7. Scripting for GPX Extraction

Upon returning to Manila, I began writing a script to extract GPX data from Insta360's raw INSV files. Using this script, I was able to extract the raw GPS files from INSV file. I removed duplicated timestamps and successfully aligned the processed data with the roads and imagery. However, in some cases, this approach didn't work well due to the limited precision of the recorded GPS data. This highlighted the need for more robust data collection methods.

sogod_mapillary_gpx_code
Aligned GPS from INSV using the Python script

Note: Prior to executing the Python script, ensure you have installed and configured exiftool. Exiftool is a tool that facilitates the extraction of metadata from INSV files. To prepare for using the Python script, follow this syntax to generate a text file containing the metadata: exiftool -ee test_insta.insv > test_output_2.txt. After generating the text file, utilize it as the input file for the Python script.

The Path Forward

My journey with Insta360 for Mapillary mapping has been a rollercoaster of challenges and discoveries.

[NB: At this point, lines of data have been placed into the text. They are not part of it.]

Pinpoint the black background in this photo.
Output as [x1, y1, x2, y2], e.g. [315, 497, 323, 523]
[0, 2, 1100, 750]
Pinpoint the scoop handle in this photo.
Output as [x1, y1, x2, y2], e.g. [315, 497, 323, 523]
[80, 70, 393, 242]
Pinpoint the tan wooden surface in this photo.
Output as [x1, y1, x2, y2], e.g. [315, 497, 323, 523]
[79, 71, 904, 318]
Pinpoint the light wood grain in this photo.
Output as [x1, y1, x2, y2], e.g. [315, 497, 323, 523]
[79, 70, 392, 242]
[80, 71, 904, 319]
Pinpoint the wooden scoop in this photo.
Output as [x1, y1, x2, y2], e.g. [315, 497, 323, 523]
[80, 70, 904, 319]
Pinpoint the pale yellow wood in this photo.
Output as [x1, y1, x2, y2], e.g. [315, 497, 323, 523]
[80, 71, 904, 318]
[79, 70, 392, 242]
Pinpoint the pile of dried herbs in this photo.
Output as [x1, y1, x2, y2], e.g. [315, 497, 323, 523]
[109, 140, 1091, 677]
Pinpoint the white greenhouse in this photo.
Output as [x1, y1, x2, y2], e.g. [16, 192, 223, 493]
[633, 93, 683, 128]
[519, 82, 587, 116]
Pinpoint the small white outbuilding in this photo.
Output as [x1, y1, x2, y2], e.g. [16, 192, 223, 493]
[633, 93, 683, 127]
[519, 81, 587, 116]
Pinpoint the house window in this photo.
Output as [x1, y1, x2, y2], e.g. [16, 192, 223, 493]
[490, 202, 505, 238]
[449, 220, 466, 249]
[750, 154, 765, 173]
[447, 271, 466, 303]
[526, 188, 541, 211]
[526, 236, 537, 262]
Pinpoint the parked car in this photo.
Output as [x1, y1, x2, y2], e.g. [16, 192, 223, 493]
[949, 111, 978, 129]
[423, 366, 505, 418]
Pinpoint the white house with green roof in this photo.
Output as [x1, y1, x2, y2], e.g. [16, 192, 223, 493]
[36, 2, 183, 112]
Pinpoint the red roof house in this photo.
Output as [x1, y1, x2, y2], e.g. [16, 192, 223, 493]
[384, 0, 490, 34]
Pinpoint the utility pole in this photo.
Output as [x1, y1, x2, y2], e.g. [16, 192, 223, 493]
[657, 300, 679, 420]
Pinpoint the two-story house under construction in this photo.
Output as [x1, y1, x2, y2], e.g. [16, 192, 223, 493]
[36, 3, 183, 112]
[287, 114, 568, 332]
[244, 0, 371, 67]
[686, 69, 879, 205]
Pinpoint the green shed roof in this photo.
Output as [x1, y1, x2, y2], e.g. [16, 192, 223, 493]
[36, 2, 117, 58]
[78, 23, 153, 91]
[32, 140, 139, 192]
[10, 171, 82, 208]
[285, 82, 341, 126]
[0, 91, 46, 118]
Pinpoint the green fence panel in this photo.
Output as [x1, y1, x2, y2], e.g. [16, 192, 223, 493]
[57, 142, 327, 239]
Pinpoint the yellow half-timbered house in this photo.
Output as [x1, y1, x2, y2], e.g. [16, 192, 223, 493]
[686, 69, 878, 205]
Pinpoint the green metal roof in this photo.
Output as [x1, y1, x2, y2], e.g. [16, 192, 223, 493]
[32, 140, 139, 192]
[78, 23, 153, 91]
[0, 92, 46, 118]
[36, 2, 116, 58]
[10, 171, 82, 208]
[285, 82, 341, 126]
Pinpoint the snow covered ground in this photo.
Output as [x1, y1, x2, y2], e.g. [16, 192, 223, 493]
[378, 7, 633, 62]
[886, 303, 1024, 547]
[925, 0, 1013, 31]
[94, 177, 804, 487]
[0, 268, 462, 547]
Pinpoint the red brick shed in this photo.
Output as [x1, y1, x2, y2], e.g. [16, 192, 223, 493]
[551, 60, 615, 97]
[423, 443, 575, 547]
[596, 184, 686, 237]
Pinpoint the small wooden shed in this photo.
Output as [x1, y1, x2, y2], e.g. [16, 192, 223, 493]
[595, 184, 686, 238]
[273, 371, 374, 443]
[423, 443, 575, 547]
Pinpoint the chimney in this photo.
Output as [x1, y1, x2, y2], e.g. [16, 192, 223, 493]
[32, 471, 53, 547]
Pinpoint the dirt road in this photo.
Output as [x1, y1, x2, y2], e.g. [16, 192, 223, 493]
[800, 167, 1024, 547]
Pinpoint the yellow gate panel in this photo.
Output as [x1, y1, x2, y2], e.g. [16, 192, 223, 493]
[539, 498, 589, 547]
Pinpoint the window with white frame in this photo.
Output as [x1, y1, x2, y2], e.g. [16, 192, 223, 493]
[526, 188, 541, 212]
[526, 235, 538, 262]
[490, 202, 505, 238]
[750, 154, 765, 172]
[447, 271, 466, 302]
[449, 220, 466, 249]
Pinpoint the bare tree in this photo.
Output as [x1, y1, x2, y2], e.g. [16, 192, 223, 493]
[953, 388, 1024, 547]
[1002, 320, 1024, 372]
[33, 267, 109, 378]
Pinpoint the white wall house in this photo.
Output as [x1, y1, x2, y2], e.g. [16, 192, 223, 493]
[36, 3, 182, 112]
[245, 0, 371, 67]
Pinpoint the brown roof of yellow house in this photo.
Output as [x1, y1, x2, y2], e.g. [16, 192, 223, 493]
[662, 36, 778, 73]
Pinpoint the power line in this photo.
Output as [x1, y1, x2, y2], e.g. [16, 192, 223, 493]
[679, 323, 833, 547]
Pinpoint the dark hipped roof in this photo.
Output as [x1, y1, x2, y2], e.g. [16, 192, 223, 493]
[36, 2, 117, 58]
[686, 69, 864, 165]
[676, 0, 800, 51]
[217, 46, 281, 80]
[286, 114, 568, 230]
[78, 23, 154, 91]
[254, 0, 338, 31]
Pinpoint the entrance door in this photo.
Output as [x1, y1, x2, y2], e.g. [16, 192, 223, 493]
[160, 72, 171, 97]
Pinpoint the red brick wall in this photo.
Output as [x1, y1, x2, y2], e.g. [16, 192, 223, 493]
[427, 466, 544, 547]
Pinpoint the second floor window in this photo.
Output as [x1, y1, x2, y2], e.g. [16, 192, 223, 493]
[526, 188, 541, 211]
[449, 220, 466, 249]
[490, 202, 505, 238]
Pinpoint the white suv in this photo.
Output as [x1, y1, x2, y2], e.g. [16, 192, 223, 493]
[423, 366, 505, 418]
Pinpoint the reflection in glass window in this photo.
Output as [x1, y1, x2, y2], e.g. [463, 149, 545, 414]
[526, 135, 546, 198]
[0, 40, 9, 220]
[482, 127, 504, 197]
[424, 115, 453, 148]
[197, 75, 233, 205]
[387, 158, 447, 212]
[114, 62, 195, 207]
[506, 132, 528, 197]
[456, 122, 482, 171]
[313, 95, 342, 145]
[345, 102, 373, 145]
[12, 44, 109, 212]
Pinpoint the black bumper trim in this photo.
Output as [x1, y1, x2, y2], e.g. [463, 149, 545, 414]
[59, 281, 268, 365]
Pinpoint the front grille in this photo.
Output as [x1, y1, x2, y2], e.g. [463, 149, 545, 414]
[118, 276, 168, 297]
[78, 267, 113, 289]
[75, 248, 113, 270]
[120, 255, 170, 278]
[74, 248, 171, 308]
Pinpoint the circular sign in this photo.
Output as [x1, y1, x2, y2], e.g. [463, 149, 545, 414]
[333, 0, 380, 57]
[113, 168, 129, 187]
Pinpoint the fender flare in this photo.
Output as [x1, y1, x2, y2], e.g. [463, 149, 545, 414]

While the road ahead seems daunting, I'm determined to continue my testing and exploration. By documenting my experiences, I hope to contribute to future improvements and inspire others to join this important mission to enhance Mapillary coverage in the Philippines.

Furthermore, I'll be exploring the option of Python scripting the synchronization of MP4 and GPX files before uploading them to Mapillary. This approach will provide a workaround while I await Mapillary's full support for Insta360, ensuring our contributions continue to bridge the data gap effectively.